Die beiden Wörter Marienkäfer und Plage schließen sich im Grunde von vornherein gegenseitig aus. Diese putzigen kleinen, roten Käfer mit den schwarzen Pünktchen, die einem jeden das Herz erfreuen – und Plage?
Tatsächlich dachte ich, die Medien würden einmal mehr überreagieren, als im vergangenen Herbst von einer Marienkäferplage die Rede war. Als in unserer Wohnung immer wieder vereinzelte Käferchen auftauchten, war ich hoch erfreut, dass sie mir noch ein bisschen Sommer-Feeling vermitteln. Selbst im tiefsten Winter tauchten immer wieder welche auf und brummten durch die Küche. Das Schlimmste, was passierte war, dass die Tierchen immer wieder einfach vor uns auf den Küchentisch plumpsten oder auf unseren Kopf. Besonders gute Flieger schienen die nie zu sein.
Jetzt allerdings nehmen sie allmählich überhand. Seit einigen Wochen werden es immer mehr Käfer, die überall rumkrabbeln und rumfliegen. Im Besteckkasten, auf der Badewanne… und die meisten sind mit einem gelblichen Pelz behaftet und wir rätseln noch immer herum, ob sie schimmeln oder Pollen durch die Gegend tragen.
Freude bereiten mir die Käfer schon lange nicht mehr und Alex ist entnervt dabei, unsere Wohnung marienkäferfrei zu halten und versucht, sie aus dem Fenster zu bugsieren.

Im Internet habe ich mich mal umgeshen, was man gegen Marienkäferplagen tun kann. Sehr hilfreich waren die Tipps auf helpster.de. Hier mal die gesammelten Top5 der hilfreichsten Tipps von der Seite:

„Bringen Sie die einzelnen Käfer nach draußen. Diese können dort freigelassen werden und in die Natur krabbeln.“ (hier)
[Ach so!!… Moment mal, es ist mitten im Winter?!]

„Auch das Aufsaugen der Marienkäfer mit dem Staubsauger ist wenig empfehlenswert, da die Insekten stark gestresst werden.“ (hier)
[Ich fürchte weniger, dass es sie stresst als dass es sie umbringt!]

„Da diese Tiere auch häufig als Glücksbringer gelten und in diverse Präsente schmücken, so sollten Sie bei einer Marienkäferplage in der Wohnung vermeiden, diese mit Insektiziden zu beseitigen.“ (hier)
[Man achte auf die Begründung]

„Besorgen Sie sich Insektenleuchten.
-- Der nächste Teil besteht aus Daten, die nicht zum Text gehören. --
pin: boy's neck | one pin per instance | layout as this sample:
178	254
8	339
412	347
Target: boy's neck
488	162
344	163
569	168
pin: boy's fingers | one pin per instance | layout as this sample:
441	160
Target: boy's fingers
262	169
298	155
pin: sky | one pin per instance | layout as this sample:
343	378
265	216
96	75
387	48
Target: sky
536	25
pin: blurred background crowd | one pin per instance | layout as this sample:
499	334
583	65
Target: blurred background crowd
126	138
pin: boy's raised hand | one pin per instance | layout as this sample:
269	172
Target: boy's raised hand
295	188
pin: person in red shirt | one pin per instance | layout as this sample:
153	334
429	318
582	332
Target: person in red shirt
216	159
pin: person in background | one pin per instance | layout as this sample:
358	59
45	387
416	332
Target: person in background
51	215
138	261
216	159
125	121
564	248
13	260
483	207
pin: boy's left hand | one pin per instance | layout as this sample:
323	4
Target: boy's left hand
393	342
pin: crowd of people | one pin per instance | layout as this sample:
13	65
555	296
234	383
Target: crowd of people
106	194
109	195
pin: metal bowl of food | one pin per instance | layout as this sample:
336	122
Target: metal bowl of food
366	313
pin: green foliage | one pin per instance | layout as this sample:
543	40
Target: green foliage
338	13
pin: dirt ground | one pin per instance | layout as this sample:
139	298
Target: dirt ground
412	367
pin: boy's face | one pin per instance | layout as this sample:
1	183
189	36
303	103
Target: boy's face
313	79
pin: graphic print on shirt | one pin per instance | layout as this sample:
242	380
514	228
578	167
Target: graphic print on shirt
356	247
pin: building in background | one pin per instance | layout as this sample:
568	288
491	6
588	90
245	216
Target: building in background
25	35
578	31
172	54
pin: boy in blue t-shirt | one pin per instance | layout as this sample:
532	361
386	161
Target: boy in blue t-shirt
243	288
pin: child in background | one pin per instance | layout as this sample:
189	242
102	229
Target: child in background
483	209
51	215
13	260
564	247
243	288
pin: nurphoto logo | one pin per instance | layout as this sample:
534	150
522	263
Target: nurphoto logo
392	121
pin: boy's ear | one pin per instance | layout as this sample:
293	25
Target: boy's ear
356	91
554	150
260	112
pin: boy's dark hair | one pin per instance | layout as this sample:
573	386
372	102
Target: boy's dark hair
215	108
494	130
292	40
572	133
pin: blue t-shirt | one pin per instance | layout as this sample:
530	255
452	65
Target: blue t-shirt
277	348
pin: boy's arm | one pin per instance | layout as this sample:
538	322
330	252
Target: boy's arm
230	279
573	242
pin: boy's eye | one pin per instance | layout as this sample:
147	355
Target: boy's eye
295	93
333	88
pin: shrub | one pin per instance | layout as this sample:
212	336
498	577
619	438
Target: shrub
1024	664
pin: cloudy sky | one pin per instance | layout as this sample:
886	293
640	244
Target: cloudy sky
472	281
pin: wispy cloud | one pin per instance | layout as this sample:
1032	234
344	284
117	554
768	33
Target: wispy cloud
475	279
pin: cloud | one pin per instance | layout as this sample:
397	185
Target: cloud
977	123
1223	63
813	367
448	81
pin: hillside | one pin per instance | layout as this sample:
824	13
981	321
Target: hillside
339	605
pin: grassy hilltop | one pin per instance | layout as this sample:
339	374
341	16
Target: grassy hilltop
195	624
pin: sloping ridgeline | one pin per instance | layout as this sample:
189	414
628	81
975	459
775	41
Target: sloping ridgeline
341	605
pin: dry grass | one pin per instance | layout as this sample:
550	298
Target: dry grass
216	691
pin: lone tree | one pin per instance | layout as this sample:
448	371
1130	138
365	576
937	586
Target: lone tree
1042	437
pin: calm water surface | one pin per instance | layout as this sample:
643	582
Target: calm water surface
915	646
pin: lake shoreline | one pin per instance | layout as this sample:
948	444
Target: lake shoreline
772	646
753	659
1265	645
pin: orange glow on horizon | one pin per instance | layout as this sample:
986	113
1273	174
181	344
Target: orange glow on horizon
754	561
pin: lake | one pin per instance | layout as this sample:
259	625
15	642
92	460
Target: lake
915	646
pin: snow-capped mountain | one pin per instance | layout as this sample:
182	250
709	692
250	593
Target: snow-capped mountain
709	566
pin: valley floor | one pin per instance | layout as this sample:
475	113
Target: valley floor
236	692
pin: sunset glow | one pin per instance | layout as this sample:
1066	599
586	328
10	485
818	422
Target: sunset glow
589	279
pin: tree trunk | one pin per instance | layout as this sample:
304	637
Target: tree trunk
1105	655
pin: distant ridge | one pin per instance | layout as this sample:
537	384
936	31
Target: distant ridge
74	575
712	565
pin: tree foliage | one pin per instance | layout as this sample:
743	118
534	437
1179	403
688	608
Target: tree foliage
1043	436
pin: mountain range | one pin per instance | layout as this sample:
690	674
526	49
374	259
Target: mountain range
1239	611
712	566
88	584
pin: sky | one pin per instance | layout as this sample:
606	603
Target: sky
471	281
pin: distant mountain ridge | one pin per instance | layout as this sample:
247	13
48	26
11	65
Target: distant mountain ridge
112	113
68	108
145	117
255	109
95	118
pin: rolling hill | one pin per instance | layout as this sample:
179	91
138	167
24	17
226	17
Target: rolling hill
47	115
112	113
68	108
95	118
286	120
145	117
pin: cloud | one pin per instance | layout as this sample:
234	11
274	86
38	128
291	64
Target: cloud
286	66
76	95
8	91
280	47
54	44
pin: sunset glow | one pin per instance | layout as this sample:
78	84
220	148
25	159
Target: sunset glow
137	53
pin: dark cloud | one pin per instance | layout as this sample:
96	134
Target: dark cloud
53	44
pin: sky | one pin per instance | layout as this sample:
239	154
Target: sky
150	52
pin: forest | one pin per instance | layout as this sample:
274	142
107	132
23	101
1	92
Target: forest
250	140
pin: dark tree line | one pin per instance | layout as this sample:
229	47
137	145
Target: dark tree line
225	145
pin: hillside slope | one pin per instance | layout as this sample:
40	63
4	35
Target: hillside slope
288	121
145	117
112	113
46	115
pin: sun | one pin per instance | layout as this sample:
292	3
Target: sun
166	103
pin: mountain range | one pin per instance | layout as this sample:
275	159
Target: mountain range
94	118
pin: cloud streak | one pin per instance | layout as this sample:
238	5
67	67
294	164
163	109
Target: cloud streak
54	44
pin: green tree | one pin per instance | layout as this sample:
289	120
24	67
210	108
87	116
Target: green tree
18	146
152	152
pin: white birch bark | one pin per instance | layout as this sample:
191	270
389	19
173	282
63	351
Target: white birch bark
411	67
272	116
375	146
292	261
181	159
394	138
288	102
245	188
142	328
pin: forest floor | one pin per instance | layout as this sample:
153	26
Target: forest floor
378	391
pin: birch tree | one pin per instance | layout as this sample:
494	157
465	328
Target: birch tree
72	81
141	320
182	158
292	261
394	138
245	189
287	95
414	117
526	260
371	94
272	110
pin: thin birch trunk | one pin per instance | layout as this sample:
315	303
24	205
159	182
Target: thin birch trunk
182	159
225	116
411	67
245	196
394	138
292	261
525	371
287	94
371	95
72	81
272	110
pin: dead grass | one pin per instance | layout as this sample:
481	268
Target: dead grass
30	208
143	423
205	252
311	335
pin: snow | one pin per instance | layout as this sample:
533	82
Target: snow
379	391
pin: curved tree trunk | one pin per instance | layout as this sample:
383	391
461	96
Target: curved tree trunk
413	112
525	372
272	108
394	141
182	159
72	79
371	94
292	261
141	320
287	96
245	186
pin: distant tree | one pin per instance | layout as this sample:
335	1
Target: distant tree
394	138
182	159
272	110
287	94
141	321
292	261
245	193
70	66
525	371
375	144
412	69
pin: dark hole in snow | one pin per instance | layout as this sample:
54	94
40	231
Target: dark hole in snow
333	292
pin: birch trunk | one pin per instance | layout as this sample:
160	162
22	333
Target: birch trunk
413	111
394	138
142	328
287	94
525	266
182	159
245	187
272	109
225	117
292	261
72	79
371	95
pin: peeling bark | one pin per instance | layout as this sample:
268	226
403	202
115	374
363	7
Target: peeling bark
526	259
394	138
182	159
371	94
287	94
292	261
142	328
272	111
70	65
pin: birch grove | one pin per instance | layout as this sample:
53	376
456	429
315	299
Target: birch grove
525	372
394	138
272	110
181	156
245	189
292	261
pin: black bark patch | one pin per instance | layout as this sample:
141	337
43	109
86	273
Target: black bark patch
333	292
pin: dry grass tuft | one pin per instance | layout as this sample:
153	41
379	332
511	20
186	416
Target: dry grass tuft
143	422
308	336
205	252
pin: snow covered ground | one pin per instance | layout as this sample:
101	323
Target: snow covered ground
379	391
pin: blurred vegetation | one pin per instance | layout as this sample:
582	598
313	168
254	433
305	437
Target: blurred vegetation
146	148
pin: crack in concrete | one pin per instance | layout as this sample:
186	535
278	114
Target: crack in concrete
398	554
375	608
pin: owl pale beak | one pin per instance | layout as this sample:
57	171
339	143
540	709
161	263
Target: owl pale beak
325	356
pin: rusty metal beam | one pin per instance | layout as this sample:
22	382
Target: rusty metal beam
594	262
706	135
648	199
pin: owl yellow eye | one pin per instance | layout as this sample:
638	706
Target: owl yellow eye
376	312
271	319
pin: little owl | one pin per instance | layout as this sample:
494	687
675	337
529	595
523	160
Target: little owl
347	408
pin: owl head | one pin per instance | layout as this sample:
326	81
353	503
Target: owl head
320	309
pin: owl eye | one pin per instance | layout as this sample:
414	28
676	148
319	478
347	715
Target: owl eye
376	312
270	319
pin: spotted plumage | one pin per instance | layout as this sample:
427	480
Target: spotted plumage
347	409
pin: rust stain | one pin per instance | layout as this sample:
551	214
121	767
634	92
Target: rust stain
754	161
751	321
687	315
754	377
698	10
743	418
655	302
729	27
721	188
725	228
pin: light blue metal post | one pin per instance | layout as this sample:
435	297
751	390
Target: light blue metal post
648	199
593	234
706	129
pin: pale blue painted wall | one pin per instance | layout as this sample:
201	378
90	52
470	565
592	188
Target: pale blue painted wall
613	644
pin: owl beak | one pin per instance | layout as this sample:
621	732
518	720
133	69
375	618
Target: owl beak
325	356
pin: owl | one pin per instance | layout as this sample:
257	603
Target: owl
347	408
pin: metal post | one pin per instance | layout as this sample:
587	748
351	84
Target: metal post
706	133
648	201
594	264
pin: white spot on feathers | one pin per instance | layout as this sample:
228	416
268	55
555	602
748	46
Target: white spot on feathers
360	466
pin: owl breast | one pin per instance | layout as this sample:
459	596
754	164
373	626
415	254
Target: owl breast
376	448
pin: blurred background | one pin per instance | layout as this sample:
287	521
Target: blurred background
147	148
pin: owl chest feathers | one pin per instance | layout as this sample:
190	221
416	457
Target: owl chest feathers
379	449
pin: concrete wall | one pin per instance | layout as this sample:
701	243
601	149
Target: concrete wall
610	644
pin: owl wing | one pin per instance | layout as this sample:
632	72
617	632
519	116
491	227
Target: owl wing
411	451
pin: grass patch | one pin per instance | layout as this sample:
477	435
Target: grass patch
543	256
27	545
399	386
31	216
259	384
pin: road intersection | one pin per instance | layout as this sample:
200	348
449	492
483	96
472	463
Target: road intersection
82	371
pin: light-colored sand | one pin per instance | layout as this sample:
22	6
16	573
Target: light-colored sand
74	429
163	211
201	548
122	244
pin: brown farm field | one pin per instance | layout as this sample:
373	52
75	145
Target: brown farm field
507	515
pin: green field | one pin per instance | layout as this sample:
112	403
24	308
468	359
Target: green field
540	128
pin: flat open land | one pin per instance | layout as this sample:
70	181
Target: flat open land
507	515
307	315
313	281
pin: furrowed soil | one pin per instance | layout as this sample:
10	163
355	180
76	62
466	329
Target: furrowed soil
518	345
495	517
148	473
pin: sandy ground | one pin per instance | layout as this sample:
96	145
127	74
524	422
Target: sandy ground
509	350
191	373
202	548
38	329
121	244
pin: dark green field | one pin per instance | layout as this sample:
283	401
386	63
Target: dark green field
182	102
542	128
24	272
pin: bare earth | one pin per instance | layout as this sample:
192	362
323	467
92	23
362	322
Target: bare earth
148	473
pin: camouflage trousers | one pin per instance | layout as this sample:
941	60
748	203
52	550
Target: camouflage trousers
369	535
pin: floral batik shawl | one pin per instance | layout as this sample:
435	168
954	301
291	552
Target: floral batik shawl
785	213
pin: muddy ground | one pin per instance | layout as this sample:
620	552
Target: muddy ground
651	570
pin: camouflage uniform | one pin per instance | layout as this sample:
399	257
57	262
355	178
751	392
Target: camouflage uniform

Wie beim normalen Licht wird die Marienkäferplage davon angezogen. Jedoch wird sich diese beim Aufsetzen der Leuchte verglühen und somit sterben.“ (hier)
[Sie verglühen?]

„Das Platzieren von Lorbeerblättern, Kampfer oder Vanille auf der Fensterbank hat eine unterstützende Wirkung, um eine Marienkäferplage abzuwenden.“ (hier)

Ein Glück, dass es das Internet gibt und mir so hilfreiche Tipps geben kann. Ich denke, ich versuche es mal mit Knoblauch auf den Fensterbänken und eventuell bringe ich noch diverse Kruzifixe an, denn die Marienkäfer sollen ja weder verglühen noch allzu heftigem Stress ausgesetzt werden, damit sie weiterhin Glücksbringer bleiben und ich sie nicht für alle Tollpatschigkeiten meinerseits verantwortlich machen muss.